The billionaire Ineos owner, who has a 25 per cent stake in the club, is considering lobbying the UK Government to contribute under its Levelling Up pledges, according to reports.

Ratcliffe wants Old Trafford to become a “Wembley of the North” as part of a drastic overhaul that could cost the club as much as £2bn, according to the Telegraph.

But Crouch, the former sports minister whose recommendations have led to plans for an independent football regulator, opposes United receiving a handout.

“Sir Jim Ratcliffe knew what he was taking on when he bought into Manchester United,” Crouch told City A.M.

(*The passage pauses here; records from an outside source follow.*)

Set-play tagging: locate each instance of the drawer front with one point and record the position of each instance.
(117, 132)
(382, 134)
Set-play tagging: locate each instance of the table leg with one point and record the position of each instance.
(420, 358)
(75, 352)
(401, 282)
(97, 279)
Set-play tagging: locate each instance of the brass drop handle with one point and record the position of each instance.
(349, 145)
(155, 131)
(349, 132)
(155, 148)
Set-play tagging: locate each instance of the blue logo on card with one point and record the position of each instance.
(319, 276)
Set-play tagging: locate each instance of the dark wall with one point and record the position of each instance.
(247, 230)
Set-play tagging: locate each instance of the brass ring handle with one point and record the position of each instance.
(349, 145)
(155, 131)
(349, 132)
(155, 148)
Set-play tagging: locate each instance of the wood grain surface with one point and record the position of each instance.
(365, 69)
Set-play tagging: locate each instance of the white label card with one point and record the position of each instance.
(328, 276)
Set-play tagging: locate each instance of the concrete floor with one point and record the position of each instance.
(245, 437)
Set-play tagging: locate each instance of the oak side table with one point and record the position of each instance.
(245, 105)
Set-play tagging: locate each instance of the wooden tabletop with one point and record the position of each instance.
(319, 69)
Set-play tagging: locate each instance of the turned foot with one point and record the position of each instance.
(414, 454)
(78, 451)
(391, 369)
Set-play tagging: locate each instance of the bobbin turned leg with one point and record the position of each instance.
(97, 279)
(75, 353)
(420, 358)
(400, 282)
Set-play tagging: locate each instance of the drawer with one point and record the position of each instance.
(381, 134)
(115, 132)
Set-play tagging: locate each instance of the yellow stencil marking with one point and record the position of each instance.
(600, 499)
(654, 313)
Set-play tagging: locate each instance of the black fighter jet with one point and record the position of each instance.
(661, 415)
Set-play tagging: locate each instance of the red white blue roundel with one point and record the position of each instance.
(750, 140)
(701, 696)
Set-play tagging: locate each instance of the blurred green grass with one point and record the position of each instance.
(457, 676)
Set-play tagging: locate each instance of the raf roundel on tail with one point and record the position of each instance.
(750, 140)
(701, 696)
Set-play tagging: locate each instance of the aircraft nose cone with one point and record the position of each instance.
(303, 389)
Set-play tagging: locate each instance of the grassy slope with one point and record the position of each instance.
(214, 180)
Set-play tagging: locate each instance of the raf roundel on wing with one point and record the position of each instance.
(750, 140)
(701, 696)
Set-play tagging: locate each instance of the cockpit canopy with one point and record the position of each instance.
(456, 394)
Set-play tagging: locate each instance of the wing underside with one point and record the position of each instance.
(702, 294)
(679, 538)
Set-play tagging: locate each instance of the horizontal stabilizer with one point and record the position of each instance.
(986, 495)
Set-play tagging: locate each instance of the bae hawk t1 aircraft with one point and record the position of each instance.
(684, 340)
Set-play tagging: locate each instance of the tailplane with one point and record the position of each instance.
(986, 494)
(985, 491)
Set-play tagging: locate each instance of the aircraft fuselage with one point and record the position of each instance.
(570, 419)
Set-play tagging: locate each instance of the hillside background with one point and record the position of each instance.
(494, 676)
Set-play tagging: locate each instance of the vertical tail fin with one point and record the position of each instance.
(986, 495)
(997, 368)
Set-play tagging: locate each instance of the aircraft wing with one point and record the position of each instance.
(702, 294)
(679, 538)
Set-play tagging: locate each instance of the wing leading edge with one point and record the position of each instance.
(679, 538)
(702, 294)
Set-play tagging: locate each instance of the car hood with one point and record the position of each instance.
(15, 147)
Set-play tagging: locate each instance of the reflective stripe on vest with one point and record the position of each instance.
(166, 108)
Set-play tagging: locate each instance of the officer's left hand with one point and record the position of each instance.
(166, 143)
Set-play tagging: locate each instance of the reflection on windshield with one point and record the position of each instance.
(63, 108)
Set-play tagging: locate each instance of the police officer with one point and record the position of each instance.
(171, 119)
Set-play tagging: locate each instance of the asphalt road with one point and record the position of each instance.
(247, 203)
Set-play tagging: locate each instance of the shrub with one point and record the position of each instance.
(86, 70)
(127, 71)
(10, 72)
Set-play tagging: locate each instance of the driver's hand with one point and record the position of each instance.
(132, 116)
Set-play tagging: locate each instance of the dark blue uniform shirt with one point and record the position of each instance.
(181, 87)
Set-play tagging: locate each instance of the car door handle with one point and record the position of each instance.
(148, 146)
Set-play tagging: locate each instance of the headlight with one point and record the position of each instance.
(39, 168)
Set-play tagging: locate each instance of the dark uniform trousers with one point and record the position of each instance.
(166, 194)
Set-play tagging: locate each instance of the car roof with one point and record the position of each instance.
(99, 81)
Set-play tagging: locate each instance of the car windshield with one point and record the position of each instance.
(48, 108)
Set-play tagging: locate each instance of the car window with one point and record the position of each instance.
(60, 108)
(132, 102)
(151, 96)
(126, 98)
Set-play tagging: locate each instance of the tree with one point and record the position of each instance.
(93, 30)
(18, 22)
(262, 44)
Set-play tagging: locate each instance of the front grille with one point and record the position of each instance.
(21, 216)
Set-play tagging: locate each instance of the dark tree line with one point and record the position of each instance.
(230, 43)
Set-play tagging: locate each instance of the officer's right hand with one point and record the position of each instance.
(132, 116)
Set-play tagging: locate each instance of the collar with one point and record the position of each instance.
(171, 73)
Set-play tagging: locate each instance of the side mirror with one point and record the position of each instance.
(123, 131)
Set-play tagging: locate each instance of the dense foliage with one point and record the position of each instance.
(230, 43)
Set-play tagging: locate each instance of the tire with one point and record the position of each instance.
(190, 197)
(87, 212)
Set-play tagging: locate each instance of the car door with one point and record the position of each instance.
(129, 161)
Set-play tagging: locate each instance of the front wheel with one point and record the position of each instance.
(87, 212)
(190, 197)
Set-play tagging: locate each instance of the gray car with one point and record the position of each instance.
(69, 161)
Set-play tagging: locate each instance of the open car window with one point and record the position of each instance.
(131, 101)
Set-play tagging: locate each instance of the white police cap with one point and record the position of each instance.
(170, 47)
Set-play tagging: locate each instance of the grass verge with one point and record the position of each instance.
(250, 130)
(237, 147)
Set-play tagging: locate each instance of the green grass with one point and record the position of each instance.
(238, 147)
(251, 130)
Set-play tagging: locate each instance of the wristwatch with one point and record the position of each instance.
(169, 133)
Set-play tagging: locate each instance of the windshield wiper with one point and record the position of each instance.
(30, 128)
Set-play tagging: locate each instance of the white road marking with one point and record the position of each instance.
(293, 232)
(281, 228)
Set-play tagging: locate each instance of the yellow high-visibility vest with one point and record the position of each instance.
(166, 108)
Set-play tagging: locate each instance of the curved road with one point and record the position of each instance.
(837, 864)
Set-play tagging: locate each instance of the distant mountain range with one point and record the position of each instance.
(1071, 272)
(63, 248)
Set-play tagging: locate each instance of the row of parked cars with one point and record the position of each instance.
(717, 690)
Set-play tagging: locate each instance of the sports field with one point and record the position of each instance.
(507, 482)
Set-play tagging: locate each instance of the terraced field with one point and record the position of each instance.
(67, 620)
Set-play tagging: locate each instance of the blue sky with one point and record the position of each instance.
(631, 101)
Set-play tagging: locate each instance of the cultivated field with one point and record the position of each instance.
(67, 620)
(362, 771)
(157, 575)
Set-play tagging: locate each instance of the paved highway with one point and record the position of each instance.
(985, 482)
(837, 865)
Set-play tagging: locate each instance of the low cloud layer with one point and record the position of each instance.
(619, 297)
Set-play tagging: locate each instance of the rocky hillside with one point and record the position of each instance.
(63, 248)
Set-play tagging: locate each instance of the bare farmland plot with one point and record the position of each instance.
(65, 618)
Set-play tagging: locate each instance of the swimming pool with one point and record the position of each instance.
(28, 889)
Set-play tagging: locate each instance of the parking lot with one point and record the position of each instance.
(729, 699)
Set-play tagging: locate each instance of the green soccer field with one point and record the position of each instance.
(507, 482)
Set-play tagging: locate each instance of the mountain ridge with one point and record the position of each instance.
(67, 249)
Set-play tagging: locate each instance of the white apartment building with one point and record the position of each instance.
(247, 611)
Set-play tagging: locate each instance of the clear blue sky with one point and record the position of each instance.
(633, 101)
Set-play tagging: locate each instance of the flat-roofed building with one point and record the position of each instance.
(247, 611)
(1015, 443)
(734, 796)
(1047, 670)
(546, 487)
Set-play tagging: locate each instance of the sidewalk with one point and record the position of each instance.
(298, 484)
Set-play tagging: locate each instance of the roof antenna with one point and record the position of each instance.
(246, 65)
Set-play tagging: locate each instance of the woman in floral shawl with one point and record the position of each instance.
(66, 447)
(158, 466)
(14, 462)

“Old Trafford may need upgrading to meet today’s standards, but funding should not come out of the taxpayer’s pocket to benefit the billionaires who own the club – especially as other clubs like Bury have faced ruin, devastating the town around them, with no bailout from the public purse.”

Ratcliffe, who is estimated to be worth more than £15bn, pledged £237m towards improving United’s infrastructure, including Old Trafford, when he agreed to buy a minority stake. 

But it is likely to cost far more to improve the dilapidated ground, with estimates ranging from £800m for a refurbishment and expansion to £2bn for a total rebuild.

Talks have already taken place between Ratcliffe and Andy Burnham, the Mayor of Greater Manchester as well as other local councillors and civic officials, reports said.

Tracey Crouch MP believes Ratcliffe and Manchester United should not get Levelling Up funding for Old Trafford

Old Trafford currently has a capacity of 74,000, making it the second largest football stadium in England, albeit with 16,000 fewer seats than Wembley.

A redevelopment and expansion to include a sport and entertainment complex could create jobs and boost the local economy – an argument that could be used for public funding.

But Ratcliffe’s vast wealth – and the multi-billion-dollar fortunes of United’s majority owners, the Glazer family – would make it difficult for the Treasury to justify a handout.

Despite a decline in on-field results, United remain among the world’s top five richest clubs, according to Deloitte’s latest Football Money League, with revenues of £650m.